Más parece ser que este procedimiento del tribunal, que juzgó también otros casos parecidos, no pudo acabar con el despojo sistemáticamente organizado del Valle. Sabemos, por expedientes judiciales, que las tumbas de Amenofis III, de Sethi I y de Ramsés II han sido profanadas. «… Y bajo la dinastía siguiente —dice Carter— parece ser que se desistió incluso de todo intento de vigilar las tumbas». A lo que Carter añade en este relato sombrío de las rapiñas: «El Valle tiene que haber presenciado cosas raras, y las aventuras que en él se desarrollaban eran audaces. Puede uno imaginarse cómo durante días enteros los salteadores consultaban entre sí sus proyectos, cómo de noche se reunían secretamente en las rocas, cómo sobornaban a los guardianes del cementerio o los aturdían con drogas, y luego cavaban con audacia en la oscuridad, abriendo un pequeño hueco hasta poder penetrar en la cámara interior y, a la débil luz de sus antorchas, buscaban febrilmente los tesoros que podían llevar, regresando, al rayar el alba, cargados de botín. Todo esto podemos imaginárnoslo dándonos cuenta al mismo tiempo de que era inevitable, ya que si un rey dotaba a su momia con adornos ricos y preciosos, como correspondía a su dignidad, contribuía él mismo a su destrucción. La tentación era demasiado grande. Una riqueza que superaba los sueños más codiciosos se ofrecía al que hallara el mejor medio de alcanzarla, y más pronto o más tarde, el profanador de sepulcros tenía que llegar a su meta».

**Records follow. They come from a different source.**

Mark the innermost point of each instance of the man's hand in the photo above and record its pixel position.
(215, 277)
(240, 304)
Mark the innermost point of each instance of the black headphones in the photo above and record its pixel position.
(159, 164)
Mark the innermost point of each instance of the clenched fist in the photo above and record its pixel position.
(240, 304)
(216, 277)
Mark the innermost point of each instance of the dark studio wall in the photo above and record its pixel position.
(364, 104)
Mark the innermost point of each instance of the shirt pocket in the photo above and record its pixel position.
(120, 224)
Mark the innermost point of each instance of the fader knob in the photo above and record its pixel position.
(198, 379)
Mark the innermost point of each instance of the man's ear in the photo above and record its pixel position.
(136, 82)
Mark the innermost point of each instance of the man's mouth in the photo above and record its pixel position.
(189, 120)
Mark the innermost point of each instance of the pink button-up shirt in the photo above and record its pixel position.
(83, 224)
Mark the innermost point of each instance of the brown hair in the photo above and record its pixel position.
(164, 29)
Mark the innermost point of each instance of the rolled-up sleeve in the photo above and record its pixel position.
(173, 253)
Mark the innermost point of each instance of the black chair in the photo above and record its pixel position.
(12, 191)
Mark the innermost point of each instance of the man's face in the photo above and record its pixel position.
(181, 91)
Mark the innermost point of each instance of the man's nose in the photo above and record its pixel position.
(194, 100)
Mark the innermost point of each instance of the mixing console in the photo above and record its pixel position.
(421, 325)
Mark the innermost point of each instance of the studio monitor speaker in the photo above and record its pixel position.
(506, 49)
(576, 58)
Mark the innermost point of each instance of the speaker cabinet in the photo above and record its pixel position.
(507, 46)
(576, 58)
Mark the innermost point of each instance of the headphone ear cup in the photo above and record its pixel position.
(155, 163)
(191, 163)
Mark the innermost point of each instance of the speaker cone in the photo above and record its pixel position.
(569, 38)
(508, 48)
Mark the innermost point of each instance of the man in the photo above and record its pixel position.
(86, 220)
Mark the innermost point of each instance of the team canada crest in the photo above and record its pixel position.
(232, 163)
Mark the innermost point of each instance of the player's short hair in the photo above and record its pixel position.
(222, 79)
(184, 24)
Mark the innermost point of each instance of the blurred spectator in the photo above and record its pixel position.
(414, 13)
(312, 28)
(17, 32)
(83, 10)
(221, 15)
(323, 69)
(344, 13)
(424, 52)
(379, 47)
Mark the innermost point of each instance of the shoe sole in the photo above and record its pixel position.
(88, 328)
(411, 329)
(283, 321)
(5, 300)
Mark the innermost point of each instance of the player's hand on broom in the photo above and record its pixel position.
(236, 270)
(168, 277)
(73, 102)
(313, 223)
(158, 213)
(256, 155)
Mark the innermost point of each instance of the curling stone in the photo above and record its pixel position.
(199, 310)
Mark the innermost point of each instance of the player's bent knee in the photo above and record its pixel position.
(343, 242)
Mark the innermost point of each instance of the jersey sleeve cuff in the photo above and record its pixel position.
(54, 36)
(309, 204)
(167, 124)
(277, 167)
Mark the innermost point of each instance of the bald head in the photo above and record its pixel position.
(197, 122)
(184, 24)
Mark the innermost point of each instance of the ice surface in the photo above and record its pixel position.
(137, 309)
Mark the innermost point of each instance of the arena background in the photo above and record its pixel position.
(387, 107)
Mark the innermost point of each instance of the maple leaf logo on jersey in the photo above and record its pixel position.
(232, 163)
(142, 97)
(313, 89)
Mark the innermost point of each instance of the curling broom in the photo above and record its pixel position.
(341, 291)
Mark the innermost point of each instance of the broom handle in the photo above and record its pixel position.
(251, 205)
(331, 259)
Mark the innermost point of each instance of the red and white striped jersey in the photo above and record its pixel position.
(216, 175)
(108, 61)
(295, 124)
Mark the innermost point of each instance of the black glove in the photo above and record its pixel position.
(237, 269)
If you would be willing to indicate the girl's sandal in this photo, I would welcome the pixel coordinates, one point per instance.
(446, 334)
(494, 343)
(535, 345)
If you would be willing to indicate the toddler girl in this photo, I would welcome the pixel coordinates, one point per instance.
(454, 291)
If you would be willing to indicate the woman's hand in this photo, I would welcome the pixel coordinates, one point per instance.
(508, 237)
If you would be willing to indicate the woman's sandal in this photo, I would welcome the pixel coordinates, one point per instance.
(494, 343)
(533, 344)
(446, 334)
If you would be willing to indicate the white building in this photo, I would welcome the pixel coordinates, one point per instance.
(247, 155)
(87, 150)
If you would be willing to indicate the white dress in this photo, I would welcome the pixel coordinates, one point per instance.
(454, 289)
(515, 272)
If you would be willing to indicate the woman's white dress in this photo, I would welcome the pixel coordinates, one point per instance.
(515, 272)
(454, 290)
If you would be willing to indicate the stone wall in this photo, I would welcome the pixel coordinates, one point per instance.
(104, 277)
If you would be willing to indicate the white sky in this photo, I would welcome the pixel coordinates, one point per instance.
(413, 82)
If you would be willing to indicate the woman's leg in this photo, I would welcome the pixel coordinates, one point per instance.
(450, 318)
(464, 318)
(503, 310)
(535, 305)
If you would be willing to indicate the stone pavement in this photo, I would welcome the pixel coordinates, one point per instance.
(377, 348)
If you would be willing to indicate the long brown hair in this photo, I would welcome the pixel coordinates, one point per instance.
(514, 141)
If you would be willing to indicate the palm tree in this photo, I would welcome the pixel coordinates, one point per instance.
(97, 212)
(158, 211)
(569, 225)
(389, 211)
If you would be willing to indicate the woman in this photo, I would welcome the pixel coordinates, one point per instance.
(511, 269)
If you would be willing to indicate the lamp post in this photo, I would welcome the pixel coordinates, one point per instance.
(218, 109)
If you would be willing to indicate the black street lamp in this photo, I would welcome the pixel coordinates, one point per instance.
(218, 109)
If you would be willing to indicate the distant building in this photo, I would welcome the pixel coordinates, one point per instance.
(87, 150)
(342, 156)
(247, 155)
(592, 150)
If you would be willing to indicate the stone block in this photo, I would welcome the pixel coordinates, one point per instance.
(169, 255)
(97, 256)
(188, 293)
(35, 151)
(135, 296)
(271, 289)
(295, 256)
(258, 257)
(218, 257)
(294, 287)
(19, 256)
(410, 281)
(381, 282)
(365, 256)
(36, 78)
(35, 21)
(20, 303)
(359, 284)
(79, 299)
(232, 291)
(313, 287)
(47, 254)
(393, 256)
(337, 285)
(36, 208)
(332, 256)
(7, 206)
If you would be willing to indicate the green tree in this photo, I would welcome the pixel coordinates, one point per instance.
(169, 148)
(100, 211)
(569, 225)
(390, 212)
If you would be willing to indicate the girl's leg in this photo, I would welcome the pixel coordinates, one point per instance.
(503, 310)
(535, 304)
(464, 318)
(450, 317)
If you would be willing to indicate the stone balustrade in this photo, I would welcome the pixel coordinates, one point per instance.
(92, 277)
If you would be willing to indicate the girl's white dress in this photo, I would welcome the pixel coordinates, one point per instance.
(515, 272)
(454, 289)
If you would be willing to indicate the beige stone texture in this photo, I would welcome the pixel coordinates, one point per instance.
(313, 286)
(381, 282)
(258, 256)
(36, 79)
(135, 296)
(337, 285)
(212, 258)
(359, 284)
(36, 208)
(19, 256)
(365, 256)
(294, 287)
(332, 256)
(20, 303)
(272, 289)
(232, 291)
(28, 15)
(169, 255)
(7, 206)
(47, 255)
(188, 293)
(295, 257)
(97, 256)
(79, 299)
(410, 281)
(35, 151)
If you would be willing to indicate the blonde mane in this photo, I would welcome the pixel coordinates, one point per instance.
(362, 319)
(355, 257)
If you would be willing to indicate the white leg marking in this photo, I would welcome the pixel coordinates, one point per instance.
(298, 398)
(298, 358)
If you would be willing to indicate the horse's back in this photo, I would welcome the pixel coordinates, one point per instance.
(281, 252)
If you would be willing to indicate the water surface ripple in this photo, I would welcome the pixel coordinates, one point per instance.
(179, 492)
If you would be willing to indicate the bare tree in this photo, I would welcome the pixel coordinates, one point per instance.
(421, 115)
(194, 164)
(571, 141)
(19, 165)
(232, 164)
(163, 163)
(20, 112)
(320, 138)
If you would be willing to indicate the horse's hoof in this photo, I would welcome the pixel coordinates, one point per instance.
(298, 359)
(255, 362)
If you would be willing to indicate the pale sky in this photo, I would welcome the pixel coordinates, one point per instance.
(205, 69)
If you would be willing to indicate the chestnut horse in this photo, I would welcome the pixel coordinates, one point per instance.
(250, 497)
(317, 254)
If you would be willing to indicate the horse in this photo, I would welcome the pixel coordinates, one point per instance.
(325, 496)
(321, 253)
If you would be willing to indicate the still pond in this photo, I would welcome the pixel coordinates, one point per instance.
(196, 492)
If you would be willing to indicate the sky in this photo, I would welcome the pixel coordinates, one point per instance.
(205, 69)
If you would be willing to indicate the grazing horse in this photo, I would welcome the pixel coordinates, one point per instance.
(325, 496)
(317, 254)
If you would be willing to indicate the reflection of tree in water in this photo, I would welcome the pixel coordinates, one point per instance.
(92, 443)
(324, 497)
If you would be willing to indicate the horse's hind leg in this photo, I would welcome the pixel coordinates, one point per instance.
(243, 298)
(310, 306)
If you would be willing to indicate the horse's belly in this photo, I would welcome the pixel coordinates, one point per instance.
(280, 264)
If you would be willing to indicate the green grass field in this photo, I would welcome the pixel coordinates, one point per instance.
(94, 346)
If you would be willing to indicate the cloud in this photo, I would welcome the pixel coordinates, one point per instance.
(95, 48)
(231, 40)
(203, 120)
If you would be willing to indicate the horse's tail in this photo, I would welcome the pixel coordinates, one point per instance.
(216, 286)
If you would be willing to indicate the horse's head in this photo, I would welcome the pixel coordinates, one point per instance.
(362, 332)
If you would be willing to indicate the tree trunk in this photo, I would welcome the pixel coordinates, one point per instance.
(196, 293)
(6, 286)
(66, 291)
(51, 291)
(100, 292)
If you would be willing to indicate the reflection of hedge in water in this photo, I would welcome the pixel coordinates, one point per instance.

Pero más emocionante tiene que haber sido otra escena. Ya hemos relatado varias hazañas de ladrones de tumbas, de sacerdotes traidores, de funcionarios sobornados, de alcaldes corrompidos, de toda esa red de confabulados delincuentes organizada en todas las capas de la sociedad. Petrie fue el primero en sospecharlo, cuando siguió las huellas de los ladrones en la tumba de Amenemhet. El panorama es tal que no parece que, especialmente en la época de la XX dinastía, hayan existido fieles que rindieran honores a sus faraones muertos.

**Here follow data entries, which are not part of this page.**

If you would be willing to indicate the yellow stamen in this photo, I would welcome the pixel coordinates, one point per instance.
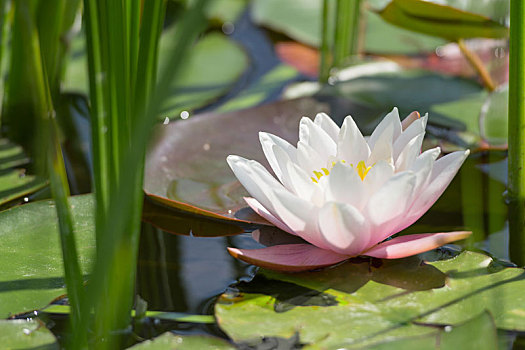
(362, 169)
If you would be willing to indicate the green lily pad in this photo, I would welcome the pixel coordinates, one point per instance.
(32, 273)
(172, 341)
(23, 334)
(260, 90)
(301, 20)
(14, 183)
(203, 184)
(407, 90)
(478, 332)
(440, 20)
(484, 115)
(376, 301)
(213, 65)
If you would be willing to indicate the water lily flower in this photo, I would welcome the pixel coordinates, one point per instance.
(345, 194)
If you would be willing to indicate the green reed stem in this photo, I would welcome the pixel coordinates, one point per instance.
(343, 29)
(40, 95)
(326, 59)
(516, 181)
(339, 43)
(111, 287)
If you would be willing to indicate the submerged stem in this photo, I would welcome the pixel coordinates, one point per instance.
(516, 181)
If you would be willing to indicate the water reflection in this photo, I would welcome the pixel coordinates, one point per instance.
(182, 273)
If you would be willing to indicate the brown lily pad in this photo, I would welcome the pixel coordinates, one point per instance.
(186, 165)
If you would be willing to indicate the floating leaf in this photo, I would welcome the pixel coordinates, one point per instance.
(23, 334)
(182, 223)
(172, 341)
(14, 183)
(378, 301)
(203, 183)
(409, 91)
(32, 273)
(266, 87)
(482, 114)
(478, 332)
(161, 315)
(441, 20)
(301, 20)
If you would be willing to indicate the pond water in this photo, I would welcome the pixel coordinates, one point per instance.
(183, 273)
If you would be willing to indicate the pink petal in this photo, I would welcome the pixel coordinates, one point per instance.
(288, 257)
(409, 245)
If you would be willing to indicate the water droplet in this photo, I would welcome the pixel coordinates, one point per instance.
(499, 52)
(228, 28)
(184, 114)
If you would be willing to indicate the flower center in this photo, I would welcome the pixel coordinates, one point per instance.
(361, 168)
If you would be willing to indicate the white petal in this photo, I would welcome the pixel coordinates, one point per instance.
(328, 125)
(255, 179)
(388, 203)
(282, 160)
(409, 154)
(317, 138)
(262, 211)
(303, 186)
(344, 228)
(415, 129)
(391, 120)
(412, 117)
(422, 167)
(300, 216)
(345, 186)
(351, 145)
(377, 176)
(308, 158)
(443, 172)
(268, 143)
(382, 147)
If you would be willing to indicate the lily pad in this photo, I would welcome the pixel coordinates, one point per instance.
(377, 301)
(172, 341)
(440, 20)
(32, 273)
(301, 20)
(23, 334)
(409, 91)
(213, 65)
(15, 183)
(261, 90)
(482, 114)
(478, 332)
(203, 183)
(182, 223)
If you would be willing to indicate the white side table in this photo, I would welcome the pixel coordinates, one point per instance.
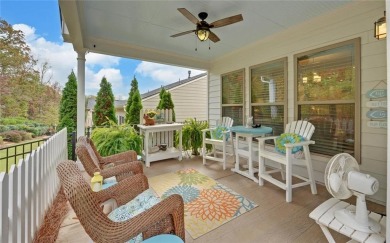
(324, 217)
(248, 134)
(158, 130)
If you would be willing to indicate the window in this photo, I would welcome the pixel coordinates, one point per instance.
(233, 95)
(328, 95)
(268, 82)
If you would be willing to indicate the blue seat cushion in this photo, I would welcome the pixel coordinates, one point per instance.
(217, 133)
(139, 204)
(288, 138)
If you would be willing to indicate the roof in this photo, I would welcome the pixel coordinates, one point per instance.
(172, 85)
(142, 29)
(91, 100)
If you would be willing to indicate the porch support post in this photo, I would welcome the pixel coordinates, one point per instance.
(80, 93)
(388, 129)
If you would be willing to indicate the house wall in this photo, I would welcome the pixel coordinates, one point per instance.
(353, 21)
(190, 100)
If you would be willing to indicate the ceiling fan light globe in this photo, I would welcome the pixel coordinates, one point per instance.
(202, 35)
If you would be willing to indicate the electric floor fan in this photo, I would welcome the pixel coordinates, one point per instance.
(343, 179)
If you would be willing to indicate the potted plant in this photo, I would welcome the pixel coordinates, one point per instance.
(192, 135)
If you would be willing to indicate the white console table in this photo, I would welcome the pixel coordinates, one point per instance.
(161, 134)
(324, 217)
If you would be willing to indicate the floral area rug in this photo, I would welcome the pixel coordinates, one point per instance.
(207, 203)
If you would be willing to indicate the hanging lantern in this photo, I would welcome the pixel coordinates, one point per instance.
(380, 28)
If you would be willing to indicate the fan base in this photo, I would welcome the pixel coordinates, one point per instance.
(348, 218)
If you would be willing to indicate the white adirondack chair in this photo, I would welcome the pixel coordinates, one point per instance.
(306, 130)
(220, 146)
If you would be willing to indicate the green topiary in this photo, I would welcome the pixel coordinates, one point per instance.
(12, 136)
(166, 102)
(116, 138)
(68, 105)
(133, 114)
(192, 137)
(104, 109)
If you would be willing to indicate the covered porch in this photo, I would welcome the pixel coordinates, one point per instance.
(270, 31)
(273, 220)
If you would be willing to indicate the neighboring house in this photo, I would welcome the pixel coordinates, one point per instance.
(189, 97)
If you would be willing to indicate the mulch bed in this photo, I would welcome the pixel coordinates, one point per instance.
(54, 217)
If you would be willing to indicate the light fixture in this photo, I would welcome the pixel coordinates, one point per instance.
(202, 34)
(380, 28)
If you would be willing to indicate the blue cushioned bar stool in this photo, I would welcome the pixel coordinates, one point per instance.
(166, 238)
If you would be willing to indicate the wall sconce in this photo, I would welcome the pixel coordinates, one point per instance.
(380, 28)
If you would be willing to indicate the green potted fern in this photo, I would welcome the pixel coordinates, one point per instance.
(192, 135)
(116, 138)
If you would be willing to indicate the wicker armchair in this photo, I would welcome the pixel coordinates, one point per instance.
(165, 217)
(121, 165)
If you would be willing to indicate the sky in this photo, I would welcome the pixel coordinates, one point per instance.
(40, 22)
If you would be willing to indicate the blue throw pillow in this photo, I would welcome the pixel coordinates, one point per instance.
(217, 133)
(288, 138)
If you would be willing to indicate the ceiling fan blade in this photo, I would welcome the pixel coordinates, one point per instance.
(226, 21)
(183, 33)
(213, 37)
(188, 15)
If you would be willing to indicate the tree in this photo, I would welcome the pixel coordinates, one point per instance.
(16, 72)
(68, 105)
(130, 116)
(68, 109)
(104, 109)
(166, 102)
(25, 89)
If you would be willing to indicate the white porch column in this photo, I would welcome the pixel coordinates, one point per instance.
(388, 128)
(80, 93)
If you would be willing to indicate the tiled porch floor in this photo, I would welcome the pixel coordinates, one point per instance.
(273, 220)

Pero no es así. Al mismo tiempo que los ladrones se deslizaban con su botín por los senderos ocultos en medio de las sombras de la noche, pequeños grupos de fieles estaban al acecho en otros caminos. Por fuerza se veían obligados a seguir los mismos métodos de los adversarios para poder lograr lo contrario. El robo tan sólo podía ser evitado con otro robo más rápido aún. Y en esta lucha de guerrilla, esta especie de guerra preventiva de unos pocos sacerdotes fieles y funcionarios incorruptibles contra unos ladrones muy bien organizados y apoyados por muchos cómplices, tenemos que imaginarnos una actuación más misteriosa, unos preparativos aún más secretos, planeados en conjuraciones nocturnas y realizados contra los de los ladrones en lugares quizá muy poco distantes.

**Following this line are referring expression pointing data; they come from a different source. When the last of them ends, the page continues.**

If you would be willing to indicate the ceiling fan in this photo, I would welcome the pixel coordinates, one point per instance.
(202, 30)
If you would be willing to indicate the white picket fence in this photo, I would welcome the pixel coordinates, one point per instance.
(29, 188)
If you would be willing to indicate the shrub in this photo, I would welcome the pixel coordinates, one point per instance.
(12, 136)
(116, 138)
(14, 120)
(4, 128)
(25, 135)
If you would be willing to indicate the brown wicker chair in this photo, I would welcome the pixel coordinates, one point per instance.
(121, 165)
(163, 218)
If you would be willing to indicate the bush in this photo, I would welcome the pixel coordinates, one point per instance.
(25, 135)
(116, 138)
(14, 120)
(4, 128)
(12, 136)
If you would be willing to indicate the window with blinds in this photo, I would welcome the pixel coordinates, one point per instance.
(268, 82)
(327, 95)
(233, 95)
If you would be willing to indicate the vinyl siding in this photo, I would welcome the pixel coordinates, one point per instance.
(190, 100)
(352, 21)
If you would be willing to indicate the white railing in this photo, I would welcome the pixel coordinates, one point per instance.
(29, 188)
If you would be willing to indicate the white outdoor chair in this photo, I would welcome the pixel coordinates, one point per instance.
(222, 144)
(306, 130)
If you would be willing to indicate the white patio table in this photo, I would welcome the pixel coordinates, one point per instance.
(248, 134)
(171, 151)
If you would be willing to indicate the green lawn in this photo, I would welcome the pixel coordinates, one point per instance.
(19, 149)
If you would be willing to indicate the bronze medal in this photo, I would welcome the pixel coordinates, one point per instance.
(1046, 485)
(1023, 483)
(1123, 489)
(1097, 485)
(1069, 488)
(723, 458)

Hemos de recurrir a nuestra fantasía para oír cómo hablaban, con ardor y acento apagado, ante el sarcófago abierto iluminado por la luz de una antorcha, aquellos que, temiendo una sorpresa, ven en su imaginación unas figuras acurrucadas. El ser descubiertos no les acarrearía daño alguno, pues actuaban legalmente, pero la mirada de un funcionario venal hubiera informado a los ladrones sobre el faraón trasladado por precaución.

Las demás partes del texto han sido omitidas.